Daydream
If I am going to be a poet
I had better stop chatting with
the homeless fellow
at the Shell station on the
corner.
I had better pour my coffee
into the most insulated of all the metal
cups
with the most securely sealed lid
engineered, credentialed
so that
I don’t spill any coffee in the car and
I had better not dream
too big before I
decide to move on and
forget myself
I had better not scream
about it and wake myself up
Canopy
The bus will take you to a place
where you have been before
but cannot seem to find.
Where the leaves are starting to turn
and the cool breeze herself
tumbles down the mountain
wearing a yellow turtleneck.
Dancing across the road,
she approaches to give you
the most amazing gift:
the color orange.
Twist it between your fingers
turn it red, against your heart
like when you were a kid
hands flung out the window
cold air rushing between each finger
soft fleece on your skin.
When you become a tree,
how tall will you be?
She asks, gently
swirling beneath the canopy
admiring the blue sky.
When you become a tree,
what will you teach me?
Smiling, she bends her arms
back in time, fluttering
at the edge of the sun
curling up into a memory
dotted with warm light.

Julie Oldbury is a writer, musician, and corporate boss bitch living in Denver, Colorado. She studied English and Creative Writing (Non-fiction and Poetry) and Visual Art at Northwest Missouri State University in Maryville, Missouri.
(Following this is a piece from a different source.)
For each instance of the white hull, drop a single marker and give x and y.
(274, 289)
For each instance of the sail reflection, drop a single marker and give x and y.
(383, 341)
While an undergrad, Julie’s literary thesis explored connections between modernism, abstraction, and gender across the works of Virginia Woolf and Pablo Picasso. She was an editor of the student publication, Medium Weight Forks and a promotions employee of the NWMSU Visiting Writers Series. She earned a graduate degree in business from the University of Houston and currently works in the data insights and security software industry as a part of the Denver and Boulder tech community. Upon moving to Colorado in 2018, Julie rediscovered her excitement and passion for writing poetry. Inspired by her surroundings, her growing relationships, and the global landscape, Julie is in the process of compiling her first body of poetry and is actively seeking to publish her work in independent and avante-garde journals.
Hi, why do you say in your bio that you are a corporate boss bitch? Sounds harsh on you and your employees… and degrading to women in positions of power. But so… I like the gift of the color orange in your 2nd poem.